11-17-2020, 02:16 PM
Emotional Pain Relief & Healing Aid 3.0.
-DarthXedonias said this here
Quote:Well, had to literally drag myself to post something here. After getting better and better mentally I just haven't felt the desire to post here much. Life has been really good. I feel myself being filled with Happiness, light, power, love and joy. This is literally the best time of my life so far emotionally. Even when its not like this its more like a Zen type attitude. I don't know how I would explain it but its like this state of knowing more than feeling. There is a certain phrase that comes to my mind when I'm in this state and I try to analyze myself: "I just am". Don't know how to explain it more than that. Barely even try to remember anything from the past because it doesn't interest me, something blocks me and even when I do remember something I usually just end up forgiving the person who did something wrong to me and in my mind send love in their direction to hope they change. This is very different from how I used to be though how I used to be feels like that was years and years ago for some reason.
As it is now I have this hunch that I just need to stay on this sub a bit longer then I will have everything that I need to move forward with my plans and life in general. Fear, guilt and shame are practically nonexistent in my life now. I've been so thoroughly cleaned out as it were I'm pretty certain I could run any sub at the moment (at any generation) and get the results I want mainly but as I said I will be sticking with this a bit longer as I feel like I need just a little bit more to fully get what I want out of this sub.
As far as negativity that is pretty much nonexistent. If I had to use percentages of how much a negative thought tries to come to mind during the time of the week I would say it would be at 5% or lower. Mainly it feels as if as soon as something negative comes up something just blocks it and I soon forget about it. There is a funny story related to this actually. Last week because of a misunderstanding I actually thought my boss in China was about to let me go and my contract was going to be cancelled. When this happened I actually didn't think negatively like I would normally would. I felt a part of me trying to go to that place but couldn't fully get there. My reaction was basically: "Oh well, I will simply get an even better job than that one" which would be unheard for me before. I was even thinking about the positive things that would come out of potentially maybe even going to another country instead of staying in China for work. Luckily, this wasn't the case but I was going to be fine either way.

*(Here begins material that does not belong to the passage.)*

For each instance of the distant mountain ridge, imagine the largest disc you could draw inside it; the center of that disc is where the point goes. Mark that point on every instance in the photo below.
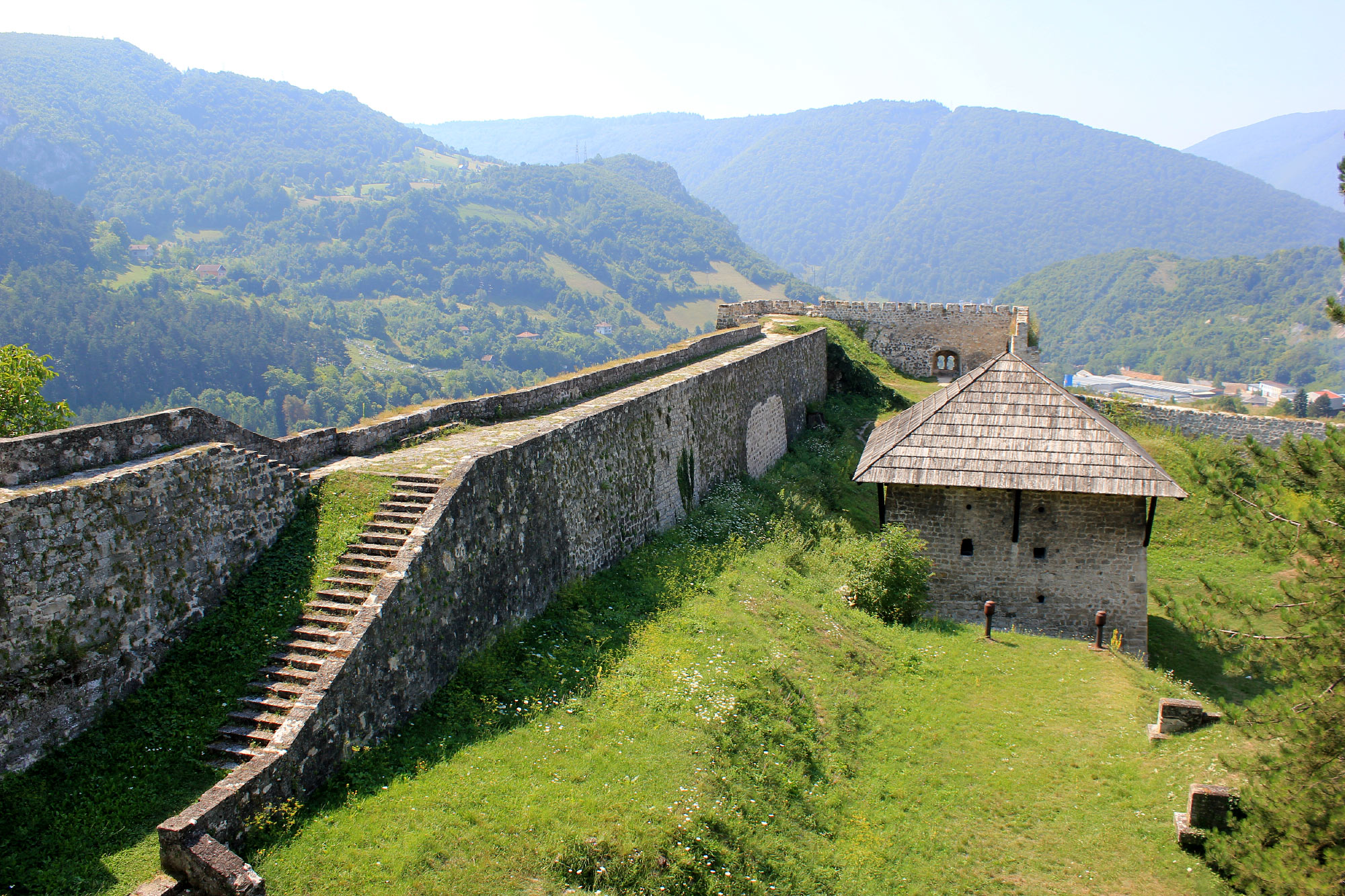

The last major thing I can think of is that I took fully responsibility for my life. My life as it was before was my doing. If you are fully of anger, rage, hatred and depression your just going to attract more of the same. If you want to have something different your going to have to "be" something different. You only experience what you are really. I have noticed since then I feel like I have a lot more control over my life and funny once your filled with light, love, happiness, joy and power you don't seem to attract negative things in your life as much instead you seem to attract more of the same. Either way that's about all I can think of right now. In the end your the one that is choosing to keep on experiencing what you are current experiencing. Want to experience something different? Then you need to choose to become something different. The only thing stand in the way of that is your fears, shame, and guilt around becoming that new person. Its funny how what Shannon has been saying for years now finally actually makes perfect sense.